TRIBUNNEWS.COM, JAKARTA –  Pengadilan Negeri Jakarta Selatan menggelar kembali sidang lanjutan kebakaran gedung utama Kejagung RI, Jakarta, Senin (24/5/2021).

Sidang beragendakan Replik atau tanggapan dari Jaksa Penuntut Umum (JPU) atas pledoi para terdakwa.

Dalam replik, JPU tetap pada pendiriannya yakni menilai para pekerja telah lalai hingga menyebabkan kebakaran di gedung tersebut.

Dalam sidang, JPU mengatakan dalam perkara itu, tak ada keraguan para terdakwa telah terbukti secara sah dan meyakinkan bersalah melakukan tindak pidana sebagaimana yang ada pada pasal 188 Jo pasal 55 ayat (1) ke 1 KUHP.

“Perlu dipahami, penuntutan yang dilakukan semata-mata demi kepentingan keadilan dan kepastian hukum serta menjunjung prinsip prevensi umum ataupun prevensi khusus agar peristiwa yang sama tak terulang lagi dan menjadi pelajaran bagi kita semua,” ujar JPU di persidangan, Senin (24/5/2021).
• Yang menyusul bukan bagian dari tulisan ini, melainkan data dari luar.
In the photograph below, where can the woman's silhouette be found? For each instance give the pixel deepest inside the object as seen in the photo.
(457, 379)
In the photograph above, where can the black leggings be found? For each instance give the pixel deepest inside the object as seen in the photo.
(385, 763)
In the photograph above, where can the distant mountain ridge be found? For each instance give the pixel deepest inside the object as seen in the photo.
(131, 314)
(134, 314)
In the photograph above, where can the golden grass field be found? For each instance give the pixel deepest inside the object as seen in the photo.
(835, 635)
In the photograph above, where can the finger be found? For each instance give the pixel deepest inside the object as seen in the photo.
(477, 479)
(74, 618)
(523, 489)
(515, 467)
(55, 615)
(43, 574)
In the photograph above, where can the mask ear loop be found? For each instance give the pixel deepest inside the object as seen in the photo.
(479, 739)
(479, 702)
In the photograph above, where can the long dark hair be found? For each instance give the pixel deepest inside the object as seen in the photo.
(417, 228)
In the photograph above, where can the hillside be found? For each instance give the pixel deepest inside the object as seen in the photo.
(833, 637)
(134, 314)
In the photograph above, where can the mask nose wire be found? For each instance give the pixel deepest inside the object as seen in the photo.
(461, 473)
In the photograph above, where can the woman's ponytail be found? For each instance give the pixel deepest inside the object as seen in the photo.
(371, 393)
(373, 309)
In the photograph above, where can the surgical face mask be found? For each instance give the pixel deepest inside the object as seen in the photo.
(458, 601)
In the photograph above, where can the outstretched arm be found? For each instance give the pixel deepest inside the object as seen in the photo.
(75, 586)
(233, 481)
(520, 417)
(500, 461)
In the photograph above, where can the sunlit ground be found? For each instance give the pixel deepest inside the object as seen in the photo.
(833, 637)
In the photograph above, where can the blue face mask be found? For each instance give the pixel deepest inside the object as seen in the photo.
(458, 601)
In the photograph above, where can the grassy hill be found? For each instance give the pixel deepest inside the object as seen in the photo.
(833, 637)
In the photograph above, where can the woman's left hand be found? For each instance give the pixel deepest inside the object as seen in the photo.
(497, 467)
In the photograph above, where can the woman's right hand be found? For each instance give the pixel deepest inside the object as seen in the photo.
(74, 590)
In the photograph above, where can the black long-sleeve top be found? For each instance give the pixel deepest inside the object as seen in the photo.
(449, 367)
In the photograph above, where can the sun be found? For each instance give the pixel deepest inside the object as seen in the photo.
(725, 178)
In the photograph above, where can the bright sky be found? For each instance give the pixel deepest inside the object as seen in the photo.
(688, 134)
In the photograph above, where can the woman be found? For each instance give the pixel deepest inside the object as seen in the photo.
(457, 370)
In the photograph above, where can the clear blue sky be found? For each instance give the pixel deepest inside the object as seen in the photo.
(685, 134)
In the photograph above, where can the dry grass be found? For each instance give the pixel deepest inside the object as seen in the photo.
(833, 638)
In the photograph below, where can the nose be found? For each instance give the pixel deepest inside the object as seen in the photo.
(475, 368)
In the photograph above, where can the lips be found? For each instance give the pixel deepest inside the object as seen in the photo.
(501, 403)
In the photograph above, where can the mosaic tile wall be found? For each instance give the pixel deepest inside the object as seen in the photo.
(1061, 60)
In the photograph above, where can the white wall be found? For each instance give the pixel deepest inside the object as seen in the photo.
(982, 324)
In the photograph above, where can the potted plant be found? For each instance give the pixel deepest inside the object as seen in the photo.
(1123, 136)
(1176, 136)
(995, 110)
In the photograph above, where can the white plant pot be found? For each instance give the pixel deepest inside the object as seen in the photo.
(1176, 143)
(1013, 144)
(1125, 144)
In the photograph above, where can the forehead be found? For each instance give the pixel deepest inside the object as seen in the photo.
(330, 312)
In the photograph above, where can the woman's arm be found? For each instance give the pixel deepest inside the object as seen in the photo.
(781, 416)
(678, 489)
Baca juga: Kejaksaan Agung Ikut Usut Sejumlah Kasus Korupsi di Papua

Adapun pertimbangannya, berdasarkan keterangan Ahli bernama Nurcholis dan Yulianto SN, dibutuhkan waktu minimal kurang lebih 20-30 menit dari bara rokok menuju nyala api.

Kemudian, JPU juga mengambil kesaksian dari saksi ahli Puslabfor, bahwa penyebab api kebakaran karena tersulutnya barang-barang, seperti kayu, kertas, plastik, bekas karpet, bekas wallpaper dan barang yang mengandung sentawa solar serta tinner.

“Bahwa perbuatan terdakwa yang tidak dengan kehati-hatian merokok sambil bekerja, mencampur sampah puntung rokok dengan sisa sampah pekerjaan, yang merupakan bahan mudah terbakar dan membuangnya ke tempat tak semestinya. Akibatnya, membuat kebakaran gedung utama Kejagung RI,” tuturnya lagi.

Di kesempatan yang sama, Made Putra Aditya Pradana selaku pengacara para terdakwa menerangkan pihaknya meyakini ada OB bernama Hendri K orang terakhir yang membersihkan sisa-sisa pekerjaan, tapi JPU tetap bersikukuh para terdakwa inilah yang terakhir kali membersihkan sisa pekerjaan.

Lalu, dalam replik JPU tetap bersikukuh butuh waktu 29 menit puntung roko bisa membakar dan mengenai elemen kertas dan sisa pekerjaan.